A voz de Matt King é um uivo demoníaco e um grasnido do inferno. O vocalista do quarteto de Austin, Portrayal of Guilt, soa como algo diferente de qualquer coisa. Ele surge como um fantasma vagando pelos pântanos varridos pelo vento na calada da noite e trazendo a ruína para tudo que toca. Se você ouvir “We Are Always Alone”, o segundo álbum da banda, sem poder ler as letras, então só poderá entender algumas palavras em meio às tempestades de guitarras irregulares e batidas turbulentas. Com base apenas no tom, você espera que King esteja cantando sobre castelos na névoa, sobre navios com velas negras, sobre a morte. E ele canta sobre a morte. Mas canta sobre a morte assim: “Meus olhos reviram, o terror começa, eu sigo a luz, não há nada no final”. “We Are Always Alone” é um álbum brutal, sangrento e envolvente. Tambores explodem como granadas. Guitarras retinem, guincham e latem. Zumbidos sinistros preenchem o espaço entre as músicas. King grita como se tivesse com um vidro alojado em sua garganta – então ele não consegue formar as palavras certas. As músicas são agressivas e convulsivas. Mas não são raivosas e não aborda uma fantasia poderosa. É música feita de um lugar entorpecido pela tristeza. O nome “portrayal of guilt” não é uma figura de linguagem. Ninguém escolheu porque é legal. É uma representação literal das coisas que Matt King fala aqui.

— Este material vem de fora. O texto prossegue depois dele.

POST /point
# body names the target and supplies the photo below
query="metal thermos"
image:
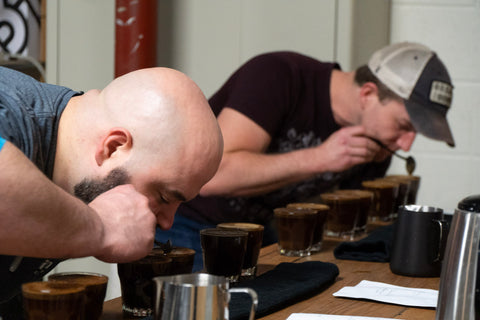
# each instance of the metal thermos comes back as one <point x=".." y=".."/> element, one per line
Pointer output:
<point x="458" y="280"/>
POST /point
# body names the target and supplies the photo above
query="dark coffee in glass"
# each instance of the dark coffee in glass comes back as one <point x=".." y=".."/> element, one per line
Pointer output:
<point x="224" y="251"/>
<point x="138" y="288"/>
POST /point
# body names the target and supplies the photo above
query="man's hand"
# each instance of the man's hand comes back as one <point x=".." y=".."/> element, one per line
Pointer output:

Todo o LP é conceitual e aborda o arrependimento e isolamento. As palavras vêm da perspectiva de alguém que não pode esperar pelo abraço da morte, que vê a vida como nada além de uma série de cagadas: “Desesperado e com medo / Cheguei ao fundo, eu falhei com você”. É um dos álbuns mais sombrios que eu ouvi em muito tempo. Aqui está o retrato da culpa ao se preparar para o dia seguinte: “Pílula após pílula, eu me preparo para a manhã seguinte / Meu corpo se dobra, contorcendo-se de dor / Ninguém está aqui por mim”. Sobre religião: “Sua fé não pode te salvar / Suas orações, elas não significam nada”. Sobre esperar seus dias: “Este fardo de viver parece nunca ter fim”. E, embora a banda retrate a própria vida como uma provação quase insuportável, a morte também não soa tão bem: “Eu me perdi na solidão / O meu tempo é agora / No túmulo, meu corpo se molda”. Portrayal of Guilt tem lidado com esse tipo de peso emocional desde que os conhecemos, e seu álbum de estreia, “Let Pain Be Your Guide” (2018), não era exatamente uma leitura leve. Mas “We Are Always Alone” é mais profundo, mais nítido e desagradável, e é gravado com mais profundidade e intensidade. Não há conforto aqui. A coisa mais próxima da transcendência chega na penúltima faixa, “My Immolation”.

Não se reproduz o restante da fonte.